2009/3/24 Manlio Perillo <manlio_perillo at libero.it>

> Zachary Turner ha scritto:
>> [...]
> > but I do understand that one of the primary uses
>> cases and/or motivating factors for using Haskell is when you really just
>> NEED that extra abstraction and power you get from being able to do these
>> types of things.  Someone once said that "simple problems should be simple
>> and difficult problems should be possible".  That doesn't mean the difficult
>> problems become EASY.  One of the best uses for haskell is solving difficult
>> problems.  It's obviously still going to be difficult to solve, and as such
>> the writer (and hence by extension the reader) is going to have to be smart
>> as well.
> I agree with you, and in fact I'm still learning Haskell.
> The reason I'm still learning Haskell is because I like its syntax.

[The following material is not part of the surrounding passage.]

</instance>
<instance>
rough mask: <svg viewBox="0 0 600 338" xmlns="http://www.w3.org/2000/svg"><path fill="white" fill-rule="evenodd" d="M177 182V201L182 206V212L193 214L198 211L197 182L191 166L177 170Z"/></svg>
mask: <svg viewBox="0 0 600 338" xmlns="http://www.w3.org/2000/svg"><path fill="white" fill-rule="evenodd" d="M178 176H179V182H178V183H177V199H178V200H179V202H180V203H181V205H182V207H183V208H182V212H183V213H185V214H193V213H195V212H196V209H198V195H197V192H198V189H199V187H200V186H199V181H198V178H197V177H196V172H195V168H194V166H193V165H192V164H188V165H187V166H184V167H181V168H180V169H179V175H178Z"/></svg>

> And yes, I also like the ability to write efficient function by composing
> other function.
> But there is a limit.
> In C you have the ability to write assembler code, but one usually think
> twice before doing so, since it will become unreadable to most of the
> people.
> If you think that writing low level assembler code is the best solution,
> you should at least document it well, instead of assuming that the reader is
> as smart as you.
> As I have written at the begin of the thread, there are people I know
> (*much* more smarter then me), that keep themselves away from Haskell
> because they start to read some code, and they feel something is wrong.
> They *think* "ah, the author wrote code in this way just to show how smart
> he is; how can I learn a language if most of the available code is written
> in this way"?
> Note the use of the verb "think".
> This is only a sensation, and it is wrong; but sensations are important.